The controversy swirling around Derek Fildebrandt has finally prompted the United Conservative Party MLA for Brooks-Strathmore to step down from the party caucus.
Fildebrandt issued a statement Aug. 15 announcing his departure from caucus and noting “This young party cannot afford to be distracted from the formative period that it is in right now as we come together as conservatives.”
Earlier in the month, Fildebrandt found himself in the centre of a media storm when it was revealed he had been sub-letting his Edmonton apartment when he wasn’t using it. It struck a nerve with those who questioned him making money from the arrangement while at the same time receiving a taxpayer-funded housing allowance.
Fildebrandt insisted he had made sure his action was compliant with the rules and pointed out that “Letting out an unused residence is reasonable and a part of the modern sharing economy.”
Soon afterward, however, he apologized and took a leave from his role as the party’s finance critic. He also said he had repaid the amount he had earned during the eight months, $2,555.
Then a new stain on his image appeared when he was accused of double dipping with respect to his staff’s meal expense claims. This led to another apology and an acknowledgment that there were “some administrative errors” involving up to $192.60 over two years.
The amounts in question certainly aren’t large and it’s quite possible they were the result of mistakes or, in the case of the sub-letting, an honest assumption that there was nothing wrong with what he was doing.
But in politics, it always boils down to appearances, or the “optics” — that is, the perception that is created by a situation or a message.

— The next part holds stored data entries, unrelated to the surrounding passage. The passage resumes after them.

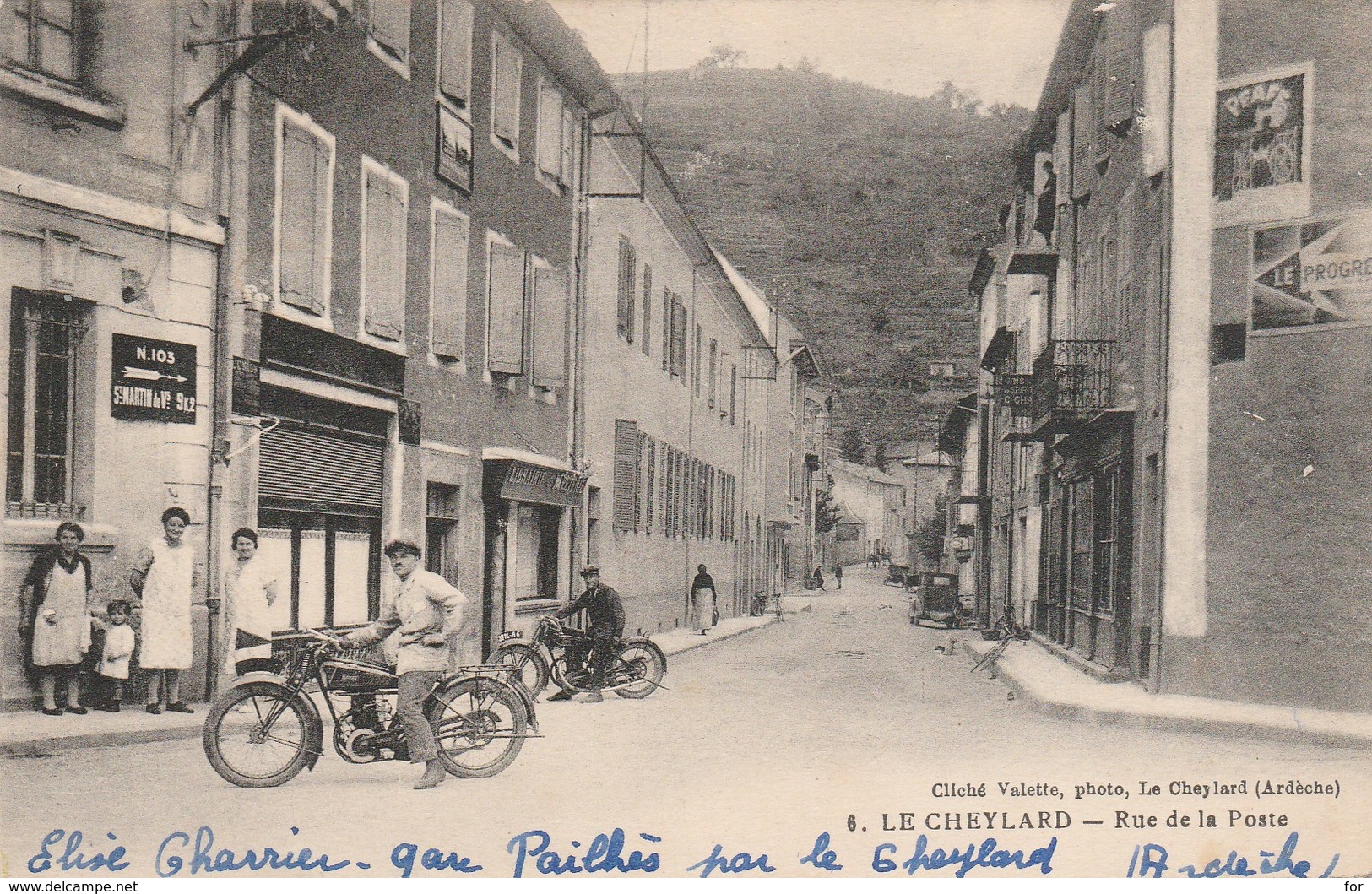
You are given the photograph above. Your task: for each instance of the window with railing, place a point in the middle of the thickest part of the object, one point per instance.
(44, 335)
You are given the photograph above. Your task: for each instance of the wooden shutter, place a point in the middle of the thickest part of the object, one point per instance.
(456, 74)
(626, 474)
(384, 281)
(505, 321)
(449, 312)
(549, 327)
(550, 131)
(505, 92)
(648, 307)
(1082, 136)
(390, 25)
(305, 162)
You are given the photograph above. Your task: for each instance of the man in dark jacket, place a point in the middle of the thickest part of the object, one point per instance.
(605, 616)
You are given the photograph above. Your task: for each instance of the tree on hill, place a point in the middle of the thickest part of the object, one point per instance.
(851, 446)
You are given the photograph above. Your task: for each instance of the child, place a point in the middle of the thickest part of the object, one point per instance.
(118, 647)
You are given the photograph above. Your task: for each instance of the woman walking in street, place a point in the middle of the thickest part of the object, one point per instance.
(165, 577)
(54, 609)
(702, 599)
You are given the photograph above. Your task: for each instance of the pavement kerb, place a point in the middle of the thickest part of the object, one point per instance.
(1159, 718)
(18, 742)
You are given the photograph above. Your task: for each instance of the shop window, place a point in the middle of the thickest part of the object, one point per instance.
(44, 335)
(441, 529)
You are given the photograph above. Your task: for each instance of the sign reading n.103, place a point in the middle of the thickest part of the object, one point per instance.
(153, 380)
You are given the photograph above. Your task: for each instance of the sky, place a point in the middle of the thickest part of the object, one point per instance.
(998, 50)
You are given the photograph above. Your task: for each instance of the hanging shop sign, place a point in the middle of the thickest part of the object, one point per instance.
(1319, 272)
(529, 483)
(151, 380)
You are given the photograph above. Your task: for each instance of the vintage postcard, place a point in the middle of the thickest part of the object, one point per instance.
(671, 439)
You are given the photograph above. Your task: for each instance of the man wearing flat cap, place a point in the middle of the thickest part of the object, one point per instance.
(428, 612)
(605, 613)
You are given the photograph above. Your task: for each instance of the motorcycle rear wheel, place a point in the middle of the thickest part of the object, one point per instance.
(479, 726)
(531, 671)
(246, 755)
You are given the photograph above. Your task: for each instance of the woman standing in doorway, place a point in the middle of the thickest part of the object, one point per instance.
(165, 577)
(54, 608)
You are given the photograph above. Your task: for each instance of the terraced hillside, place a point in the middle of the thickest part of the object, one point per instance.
(860, 211)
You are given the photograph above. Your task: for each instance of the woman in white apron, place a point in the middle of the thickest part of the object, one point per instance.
(165, 579)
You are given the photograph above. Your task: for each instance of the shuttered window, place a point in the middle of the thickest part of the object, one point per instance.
(454, 79)
(303, 467)
(648, 307)
(383, 263)
(505, 314)
(303, 226)
(447, 314)
(549, 327)
(550, 132)
(505, 92)
(388, 25)
(626, 474)
(626, 296)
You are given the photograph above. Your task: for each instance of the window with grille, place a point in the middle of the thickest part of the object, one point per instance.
(46, 37)
(44, 335)
(627, 276)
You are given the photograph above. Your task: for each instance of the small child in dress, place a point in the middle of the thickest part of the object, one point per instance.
(118, 647)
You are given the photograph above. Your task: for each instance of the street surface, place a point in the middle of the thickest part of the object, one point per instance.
(759, 745)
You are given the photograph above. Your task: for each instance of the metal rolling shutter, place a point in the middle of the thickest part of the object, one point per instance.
(307, 467)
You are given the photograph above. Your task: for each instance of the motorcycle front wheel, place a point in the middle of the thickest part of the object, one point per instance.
(530, 668)
(637, 671)
(257, 735)
(479, 726)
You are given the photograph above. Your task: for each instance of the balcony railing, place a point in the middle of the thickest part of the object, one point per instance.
(1073, 376)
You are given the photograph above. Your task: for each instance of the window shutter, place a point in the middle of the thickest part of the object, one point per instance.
(456, 76)
(626, 474)
(449, 313)
(648, 307)
(549, 327)
(384, 285)
(1062, 158)
(303, 177)
(505, 118)
(1082, 136)
(505, 333)
(550, 131)
(390, 25)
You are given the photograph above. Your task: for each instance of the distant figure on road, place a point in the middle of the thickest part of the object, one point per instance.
(702, 599)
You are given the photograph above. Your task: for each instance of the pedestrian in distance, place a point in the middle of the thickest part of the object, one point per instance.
(605, 615)
(114, 660)
(428, 612)
(704, 601)
(164, 577)
(250, 588)
(55, 616)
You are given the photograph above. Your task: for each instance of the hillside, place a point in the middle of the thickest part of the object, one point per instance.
(860, 211)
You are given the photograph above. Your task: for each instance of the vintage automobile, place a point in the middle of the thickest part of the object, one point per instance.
(936, 599)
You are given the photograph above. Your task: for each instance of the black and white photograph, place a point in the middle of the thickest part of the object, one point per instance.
(685, 439)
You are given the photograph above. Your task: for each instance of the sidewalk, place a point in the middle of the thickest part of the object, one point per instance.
(1057, 689)
(32, 734)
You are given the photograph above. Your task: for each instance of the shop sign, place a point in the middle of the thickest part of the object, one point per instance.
(527, 483)
(153, 380)
(1317, 272)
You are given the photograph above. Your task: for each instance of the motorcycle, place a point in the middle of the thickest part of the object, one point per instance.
(561, 653)
(267, 727)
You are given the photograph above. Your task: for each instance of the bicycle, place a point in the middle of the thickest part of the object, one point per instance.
(267, 729)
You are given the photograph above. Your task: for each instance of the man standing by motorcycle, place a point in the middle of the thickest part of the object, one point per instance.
(605, 615)
(428, 612)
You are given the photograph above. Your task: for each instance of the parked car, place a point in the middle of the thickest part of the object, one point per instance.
(936, 599)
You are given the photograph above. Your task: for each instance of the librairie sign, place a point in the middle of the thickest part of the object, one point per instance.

In Fildebrandt’s case, the “optics” suggested another instance of a politician improperly using taxpayer money. And few things irk taxpayers more than seeing money in the public purse abused by public servants.
It shouldn’t be hard to understand why that is. After all, the vast majority of taxpayers work hard for their money and many of them are just trying to scrape by financially. They don’t enjoy the perks that politicians and people in the higher levels of public service enjoy, and it’s a poke in the eye when taxpayer funds aren’t treated with proper respect.
Politicians need to keep this in mind in regard to all of their actions that involve the use of public money or taxpayer-funded services or things. Anything that gives the appearance of a lack of respect for hard-earned taxpayer money is going to rub citizens the wrong way.
Fildebrandt has learned a harsh lesson, but it’s a lesson that other politicians would do well to remember.